How to store Notion access token for specific user without email in response?

I’m working on integrating Notion API into my web application using their public integration approach. The OAuth flow works fine, but I’m facing an issue with user identification.

After successful authentication, Notion returns this response:

response: {
   token: 'secret_ABC123XYZ789DEF456GHI012JKL345MNO678PQR',
   workspace_title: 'John\'s Workspace',
   integration_id: '12abc345-6def-7890-abcd-ef1234567890'
}

The problem is that I need to associate this token with a specific user in my database using their email address. However, the API response doesn’t include any user identification like email or username. How can I properly link this access token to the correct user account in my system? What’s the best practice for handling this scenario?

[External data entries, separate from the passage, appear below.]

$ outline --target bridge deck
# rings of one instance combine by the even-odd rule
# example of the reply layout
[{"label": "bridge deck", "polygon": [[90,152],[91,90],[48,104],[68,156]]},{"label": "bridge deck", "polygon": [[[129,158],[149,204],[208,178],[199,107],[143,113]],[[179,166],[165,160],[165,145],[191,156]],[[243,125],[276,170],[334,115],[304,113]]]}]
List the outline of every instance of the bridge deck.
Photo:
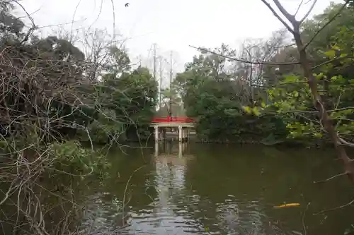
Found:
[{"label": "bridge deck", "polygon": [[193,119],[188,116],[166,116],[155,117],[152,119],[150,126],[161,127],[194,127],[195,123]]}]

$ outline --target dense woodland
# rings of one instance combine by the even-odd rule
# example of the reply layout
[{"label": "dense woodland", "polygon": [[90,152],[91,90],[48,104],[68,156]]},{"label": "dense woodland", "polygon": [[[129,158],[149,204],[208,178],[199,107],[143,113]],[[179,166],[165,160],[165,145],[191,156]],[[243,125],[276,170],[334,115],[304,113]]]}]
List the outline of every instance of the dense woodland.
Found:
[{"label": "dense woodland", "polygon": [[[104,177],[109,165],[94,145],[148,140],[149,123],[171,111],[163,110],[171,109],[170,98],[178,110],[172,108],[173,114],[195,119],[200,139],[268,145],[334,140],[354,179],[341,148],[354,139],[353,5],[331,4],[299,25],[304,50],[289,29],[248,40],[241,49],[197,48],[200,54],[176,75],[172,90],[163,91],[164,107],[156,112],[157,78],[132,65],[106,32],[86,32],[84,49],[71,37],[41,38],[34,22],[26,26],[12,14],[18,6],[0,1],[0,179],[6,187],[0,207],[17,211],[6,218],[8,227],[23,234],[77,231],[70,219],[58,219],[53,227],[42,223],[50,213],[37,212],[55,208],[40,209],[45,203],[38,182],[64,175],[74,190],[76,179],[65,172]],[[309,86],[312,78],[316,93]],[[91,147],[81,147],[84,142]],[[62,202],[63,216],[80,211],[72,205]]]}]

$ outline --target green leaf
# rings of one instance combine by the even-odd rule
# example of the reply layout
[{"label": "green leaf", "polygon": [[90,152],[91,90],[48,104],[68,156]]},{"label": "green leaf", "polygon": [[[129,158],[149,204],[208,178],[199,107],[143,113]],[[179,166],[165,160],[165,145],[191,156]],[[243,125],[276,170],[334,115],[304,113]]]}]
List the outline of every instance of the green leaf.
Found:
[{"label": "green leaf", "polygon": [[330,59],[334,59],[334,57],[336,56],[336,51],[334,50],[328,51],[324,52],[324,54],[326,54]]},{"label": "green leaf", "polygon": [[255,107],[252,109],[252,111],[253,112],[253,114],[256,115],[256,116],[259,116],[261,115],[261,112],[259,112],[258,110],[258,108]]}]

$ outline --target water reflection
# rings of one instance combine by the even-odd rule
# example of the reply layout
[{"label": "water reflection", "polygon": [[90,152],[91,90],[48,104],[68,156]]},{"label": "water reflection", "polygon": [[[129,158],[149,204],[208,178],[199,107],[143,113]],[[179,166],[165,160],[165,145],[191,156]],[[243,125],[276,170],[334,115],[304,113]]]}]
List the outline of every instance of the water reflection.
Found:
[{"label": "water reflection", "polygon": [[[330,150],[178,142],[154,147],[142,155],[133,148],[115,152],[111,179],[86,192],[97,198],[88,207],[101,234],[105,227],[120,234],[299,234],[307,202],[308,234],[343,234],[353,222],[350,208],[312,215],[354,196],[345,180],[312,183],[341,170]],[[285,202],[302,205],[273,209]]]}]

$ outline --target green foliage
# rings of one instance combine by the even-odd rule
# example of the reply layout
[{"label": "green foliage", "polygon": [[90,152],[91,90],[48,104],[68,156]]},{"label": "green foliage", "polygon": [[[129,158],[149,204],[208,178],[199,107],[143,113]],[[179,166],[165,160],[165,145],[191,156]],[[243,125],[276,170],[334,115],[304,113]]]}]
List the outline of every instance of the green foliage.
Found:
[{"label": "green foliage", "polygon": [[52,168],[47,171],[50,177],[68,172],[83,179],[88,176],[101,179],[107,176],[107,170],[110,167],[105,155],[82,147],[77,141],[53,143],[49,146],[48,152],[55,159]]}]

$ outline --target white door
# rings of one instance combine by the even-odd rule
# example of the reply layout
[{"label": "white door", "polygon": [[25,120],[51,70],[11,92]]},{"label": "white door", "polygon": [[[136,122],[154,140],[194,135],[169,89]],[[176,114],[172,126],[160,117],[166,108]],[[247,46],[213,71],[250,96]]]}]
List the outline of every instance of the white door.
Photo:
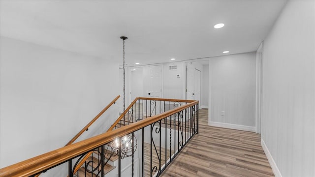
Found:
[{"label": "white door", "polygon": [[193,70],[192,63],[187,63],[186,64],[186,100],[194,100]]},{"label": "white door", "polygon": [[[149,66],[148,72],[148,97],[162,97],[162,66]],[[148,109],[149,107],[151,116],[159,114],[159,104],[157,102],[151,101],[148,105]]]},{"label": "white door", "polygon": [[201,72],[200,71],[195,69],[193,71],[193,93],[194,100],[200,101],[200,94],[201,92]]}]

Notion’s OAuth flow doesn’t identify users directly - it’s all about workspaces, not individuals. Here’s how I’d handle it: Set up a session system where users log in with their email first, then kick off the Notion OAuth. Store their session data temporarily and send them to Notion. When they come back, grab their session details to connect the token to their account. You could also use a state parameter with encrypted user info during OAuth - that way you’re not depending on Notion for user data.

yeah, notion’s oauth is workspace-focused instead of user-focused, which makes this tricky. i handled it by adding a pre-auth step where users enter their email before hitting notion’s oauth. i store a temp record with their email + a random uuid, pass that uuid in the state param, then match everything up when they return. works well, just remember to clean up those temp records.

You need to establish user context before starting the OAuth flow - don’t try to extract it from Notion’s response. I require users to authenticate in my app first, then maintain that auth state throughout the OAuth process. When users click to connect their Notion workspace, I generate a unique identifier tied to their session and include it in the OAuth state parameter. When Notion redirects back to your callback URL, you can grab the state parameter and match it against your user’s session. Another approach that worked well - store the user’s ID in a secure, signed cookie before the OAuth redirect, then read it back during the callback. Bottom line: make sure your app knows who the user is before they head off to Notion’s servers.